On the Beach
- Company type: Public
- Traded as: LSE: OTB
- Industry: Travel
- Founded: 2004; 22 years ago
- Founder: Simon Cooper
- Headquarters: Manchester, United Kingdom
- Area served: United Kingdom
- Key people: Richard Pennycook (chairman) Shaun Morton (CEO)
- Products: Holidays; Flights; Hotels;
- Services: Travel Agency
- Revenue: ▲£121.4 million (2025)
- Operating income: ▲£22.9 million (2025)
- Net income: ▼£8.6 million (2025)
- Website: www.onthebeach.co.uk

= On the Beach (business) =

UK travel agency

On the Beach Group is a UK-based travel retailer specialising in short and medium haul ‘Flight and Hotel’ package holidays to Europe. The company is listed on the London Stock Exchange.

==History==
The company was founded by Simon Cooper, who began his career in the travel industry while attending university, when he founded a ski holiday company called On the Piste. He geared the business toward groups of students wanting to go on budget-friendly ski holidays to the French Alps by coach. Meanwhile, in 2004, Cooper started working on a new venture, On the Beach.

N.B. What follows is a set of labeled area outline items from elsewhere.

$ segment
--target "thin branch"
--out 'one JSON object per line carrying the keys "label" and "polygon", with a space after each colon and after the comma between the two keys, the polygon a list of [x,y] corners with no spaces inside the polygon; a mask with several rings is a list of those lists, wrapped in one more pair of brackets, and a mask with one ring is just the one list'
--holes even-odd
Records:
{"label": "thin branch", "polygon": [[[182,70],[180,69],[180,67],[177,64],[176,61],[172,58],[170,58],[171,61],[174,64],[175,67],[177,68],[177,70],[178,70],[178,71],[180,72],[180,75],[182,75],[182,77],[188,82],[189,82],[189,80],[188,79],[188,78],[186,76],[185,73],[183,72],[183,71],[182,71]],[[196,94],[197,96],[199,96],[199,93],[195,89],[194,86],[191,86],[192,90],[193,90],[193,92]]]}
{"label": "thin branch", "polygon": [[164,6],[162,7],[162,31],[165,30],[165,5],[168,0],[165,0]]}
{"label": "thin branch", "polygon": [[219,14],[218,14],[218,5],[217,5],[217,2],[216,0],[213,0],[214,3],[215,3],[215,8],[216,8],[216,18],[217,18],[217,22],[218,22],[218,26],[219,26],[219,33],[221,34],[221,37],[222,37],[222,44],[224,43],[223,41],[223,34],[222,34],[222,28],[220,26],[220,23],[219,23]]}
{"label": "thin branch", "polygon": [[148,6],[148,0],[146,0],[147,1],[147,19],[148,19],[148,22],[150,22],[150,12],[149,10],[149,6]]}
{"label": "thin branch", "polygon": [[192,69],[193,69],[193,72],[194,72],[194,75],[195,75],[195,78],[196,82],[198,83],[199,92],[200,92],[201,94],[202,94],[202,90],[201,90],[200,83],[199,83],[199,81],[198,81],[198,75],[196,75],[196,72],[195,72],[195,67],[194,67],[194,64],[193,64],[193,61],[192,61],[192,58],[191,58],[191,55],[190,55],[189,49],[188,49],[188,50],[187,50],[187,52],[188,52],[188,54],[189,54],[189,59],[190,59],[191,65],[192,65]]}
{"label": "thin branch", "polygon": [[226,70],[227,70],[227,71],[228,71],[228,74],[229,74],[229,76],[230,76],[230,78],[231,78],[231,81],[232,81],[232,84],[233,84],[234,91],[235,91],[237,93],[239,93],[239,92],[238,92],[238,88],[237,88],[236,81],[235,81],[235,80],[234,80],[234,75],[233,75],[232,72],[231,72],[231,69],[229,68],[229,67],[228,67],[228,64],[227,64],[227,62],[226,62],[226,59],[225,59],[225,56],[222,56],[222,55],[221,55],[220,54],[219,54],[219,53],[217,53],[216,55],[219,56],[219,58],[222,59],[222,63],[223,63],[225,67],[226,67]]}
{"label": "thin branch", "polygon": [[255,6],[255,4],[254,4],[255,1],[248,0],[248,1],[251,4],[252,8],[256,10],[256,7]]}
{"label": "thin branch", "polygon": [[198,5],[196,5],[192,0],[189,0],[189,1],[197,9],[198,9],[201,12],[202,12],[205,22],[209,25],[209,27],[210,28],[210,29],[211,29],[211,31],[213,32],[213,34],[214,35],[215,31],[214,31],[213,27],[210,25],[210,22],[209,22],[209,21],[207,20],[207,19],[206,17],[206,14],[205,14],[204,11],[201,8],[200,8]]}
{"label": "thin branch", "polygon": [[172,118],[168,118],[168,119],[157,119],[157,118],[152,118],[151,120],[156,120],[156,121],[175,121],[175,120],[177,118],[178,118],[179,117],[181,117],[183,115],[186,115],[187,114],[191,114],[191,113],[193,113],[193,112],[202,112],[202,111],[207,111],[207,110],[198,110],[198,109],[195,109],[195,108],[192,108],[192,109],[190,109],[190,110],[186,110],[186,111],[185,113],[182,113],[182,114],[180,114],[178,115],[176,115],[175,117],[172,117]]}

When TUI Group's Thomson Holidays (since renamed TUI UK) purchased On the Piste in 2008, Cooper then directed his full attention to his new platform.

In 2007, private equity investor Livingbridge acquired a majority stake in the company for £36 million.

In 2008, the company relocated to larger premises at Spectrum House on Towers Business Park in Didsbury, Manchester to house additional employees.

In 2011 On the Beach expanded further by acquiring Resort Taxis out of administration for £10,000 to assist with transporting holidaymakers in its most popular destinations of Egypt, Turkey, The Balearics, The Canaries, mainland Spain, Greece and The Algarve. The Resort Taxi arm was later re-branded into On the Beach Transfers in 2012. The company also continued to build on its services by founding On the Beach Beds in 2011. The self-contracted hotel organisation allowed On the Beach to contract directly with hotels, attempting to secure better rates for their customers and increase their market advantage.

In January 2012, On the Beach launched its 24-hour resort support service, providing customers with points of contact within their resorts at some of their most popular destinations. By the end of 2012, On the Beach had relocated its headquarters to a new 17’500 square foot property in Cheadle, near Stockport.

In October 2013, Livingbridge sold a majority stake in the business to Inflexion Equity Partners on the basis of an enterprise value of £73 million.

In January 2015, On the Beach expanded internationally by launching in Sweden under the domain name ebeach.se. In September 2015, On the Beach was floated on the London Stock Exchange, valued at £240 million.

In May 2017, On the Beach acquired rival online travel agent Sunshine.co.uk for a total cost of £12 million.

In November 2018, On the Beach opened its brand new digital headquarters at the Aeroworks building in Ancoats, Manchester.

== Operations ==
On the Beach is headquartered in the Aeroworks building, Ancoats, Manchester. On 26 December 2013, On the Beach aired their first television advert. The ‘Totally Beachin Holidays’ campaign, was filmed in Corralejo, Fuerteventura and was broadcast across the Midlands region on ITV and Channel 4.